Eagle's heat sickness a common one

July 29, 2008 2:31:39 PM PDT
The kind of heat problem Chris Clemons developed is probably the most common one doctors see in hot weather.

In the June heat wave, hospitals around the area say they handled dozens of dehydration cases. Most people aren't even aware they are headed for trouble.

Those who deal with heat stress say they aren't surprised of the trouble at training camp.

Dr. Richard MacKenzie, the chief of the emergency department at Lehigh Valley Hospital, says they've seen several heat-related illnesses this summer, and athletes are especially at risk.

Dr.

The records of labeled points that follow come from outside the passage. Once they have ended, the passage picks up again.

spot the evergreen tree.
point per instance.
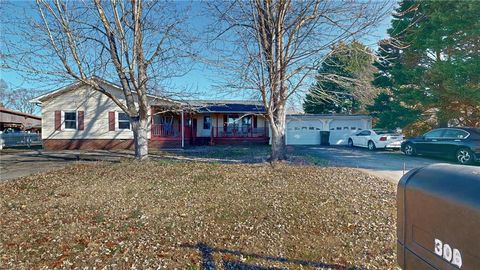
(430, 64)
(334, 89)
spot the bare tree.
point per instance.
(136, 42)
(274, 46)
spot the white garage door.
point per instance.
(303, 132)
(340, 130)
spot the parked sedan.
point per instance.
(463, 144)
(373, 139)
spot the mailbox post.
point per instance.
(438, 218)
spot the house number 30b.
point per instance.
(452, 255)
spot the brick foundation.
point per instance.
(117, 144)
(240, 141)
(103, 144)
(87, 144)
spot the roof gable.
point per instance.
(76, 85)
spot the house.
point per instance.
(18, 121)
(307, 129)
(78, 117)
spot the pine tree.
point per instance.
(430, 63)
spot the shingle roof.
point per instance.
(227, 106)
(233, 108)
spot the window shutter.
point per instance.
(80, 115)
(58, 120)
(111, 121)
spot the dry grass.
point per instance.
(165, 214)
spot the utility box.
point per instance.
(438, 218)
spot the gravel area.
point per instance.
(192, 215)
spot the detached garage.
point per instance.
(315, 129)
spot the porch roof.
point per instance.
(227, 106)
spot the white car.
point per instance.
(373, 139)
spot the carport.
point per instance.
(306, 129)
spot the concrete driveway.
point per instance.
(383, 163)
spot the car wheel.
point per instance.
(409, 150)
(371, 146)
(464, 156)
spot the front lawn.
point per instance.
(191, 215)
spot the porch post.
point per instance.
(183, 131)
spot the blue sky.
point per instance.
(200, 79)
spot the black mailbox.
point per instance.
(438, 218)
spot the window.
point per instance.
(207, 122)
(247, 120)
(70, 119)
(436, 133)
(123, 121)
(455, 134)
(364, 133)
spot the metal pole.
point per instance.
(183, 131)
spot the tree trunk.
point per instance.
(140, 138)
(278, 145)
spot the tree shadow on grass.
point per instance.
(208, 263)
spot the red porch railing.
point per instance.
(166, 130)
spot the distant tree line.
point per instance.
(425, 75)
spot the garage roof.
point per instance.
(228, 106)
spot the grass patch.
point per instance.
(170, 214)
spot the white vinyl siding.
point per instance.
(96, 107)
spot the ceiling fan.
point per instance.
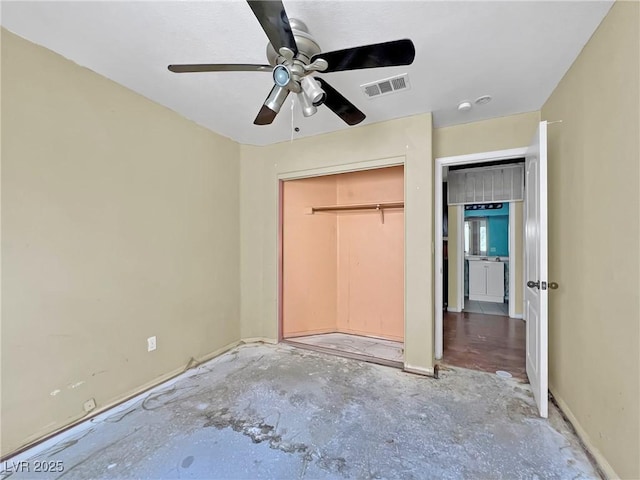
(294, 56)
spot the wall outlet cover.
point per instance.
(89, 405)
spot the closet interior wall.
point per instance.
(343, 271)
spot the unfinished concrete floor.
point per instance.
(263, 411)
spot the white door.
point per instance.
(536, 281)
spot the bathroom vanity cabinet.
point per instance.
(486, 280)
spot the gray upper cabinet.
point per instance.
(503, 183)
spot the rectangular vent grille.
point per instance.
(386, 86)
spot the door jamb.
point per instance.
(438, 206)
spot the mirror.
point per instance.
(476, 236)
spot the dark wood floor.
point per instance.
(485, 342)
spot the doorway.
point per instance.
(480, 321)
(342, 271)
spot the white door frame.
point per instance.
(450, 161)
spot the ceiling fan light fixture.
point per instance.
(281, 75)
(313, 91)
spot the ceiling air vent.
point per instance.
(386, 86)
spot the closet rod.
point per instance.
(363, 206)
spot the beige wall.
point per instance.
(407, 139)
(594, 238)
(120, 221)
(309, 257)
(501, 133)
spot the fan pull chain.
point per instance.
(293, 99)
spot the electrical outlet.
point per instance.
(89, 405)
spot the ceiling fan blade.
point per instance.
(387, 54)
(339, 105)
(219, 67)
(275, 23)
(265, 116)
(271, 105)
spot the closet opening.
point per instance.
(482, 295)
(342, 264)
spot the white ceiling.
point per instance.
(515, 51)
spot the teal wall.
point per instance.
(498, 222)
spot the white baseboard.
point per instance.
(270, 341)
(418, 370)
(605, 466)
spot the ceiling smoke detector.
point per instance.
(483, 100)
(464, 106)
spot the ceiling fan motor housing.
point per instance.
(307, 46)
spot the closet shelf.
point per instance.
(361, 206)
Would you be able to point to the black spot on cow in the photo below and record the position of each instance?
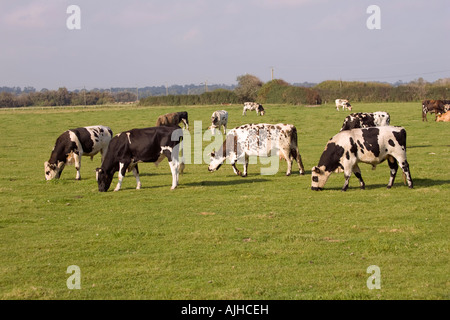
(354, 147)
(401, 138)
(331, 157)
(391, 143)
(370, 136)
(84, 136)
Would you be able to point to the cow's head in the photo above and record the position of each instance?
(318, 178)
(53, 170)
(215, 162)
(104, 179)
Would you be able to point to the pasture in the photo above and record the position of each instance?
(220, 236)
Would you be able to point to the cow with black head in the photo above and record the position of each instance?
(129, 148)
(370, 145)
(72, 144)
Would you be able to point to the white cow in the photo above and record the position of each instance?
(219, 118)
(263, 140)
(250, 106)
(344, 104)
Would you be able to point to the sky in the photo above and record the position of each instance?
(139, 43)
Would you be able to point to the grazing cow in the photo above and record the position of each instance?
(369, 145)
(261, 140)
(344, 104)
(250, 106)
(365, 120)
(140, 145)
(72, 145)
(443, 117)
(218, 119)
(173, 119)
(432, 106)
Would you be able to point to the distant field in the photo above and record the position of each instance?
(220, 236)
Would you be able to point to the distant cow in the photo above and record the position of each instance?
(344, 104)
(250, 106)
(218, 119)
(443, 117)
(72, 145)
(366, 120)
(370, 145)
(261, 140)
(432, 106)
(173, 119)
(129, 148)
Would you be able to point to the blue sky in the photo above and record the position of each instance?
(146, 43)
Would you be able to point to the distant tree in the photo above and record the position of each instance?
(247, 88)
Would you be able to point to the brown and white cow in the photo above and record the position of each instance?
(443, 117)
(173, 119)
(432, 106)
(72, 145)
(370, 145)
(343, 103)
(250, 106)
(366, 120)
(219, 118)
(263, 140)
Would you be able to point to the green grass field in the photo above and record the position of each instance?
(220, 236)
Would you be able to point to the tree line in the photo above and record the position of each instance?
(249, 88)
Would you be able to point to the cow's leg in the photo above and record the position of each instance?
(405, 168)
(136, 175)
(77, 160)
(186, 125)
(245, 165)
(394, 167)
(357, 173)
(233, 164)
(122, 170)
(347, 175)
(174, 168)
(296, 155)
(174, 165)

MacKenzie told Action News, "It's the third leading cause of death of athletes across the nation - heat illness or heat stroke."

He says what puts athletes in greater danger is excessive exertion in the heat, paired with wearing heavy pads that don't always let their skin breath.

He says, "If you can't sweat you're going to get very hot, or if you sweat and it doesn't go evaporate, you're not going to do well."

We don't know all the details of what happened with Chris Clemons.

But even if athletes are drinking a lot of fluids, if they aren't used to the heat, that can get them in a lot of trouble.

And many of us have a false sense of whether we are heat-ready.

As Dr. MacKenzie says, "For most of us, living in air conditioned surroundings, and sitting inside, we're really not very acclimatized to the heat. We are somewhere in between."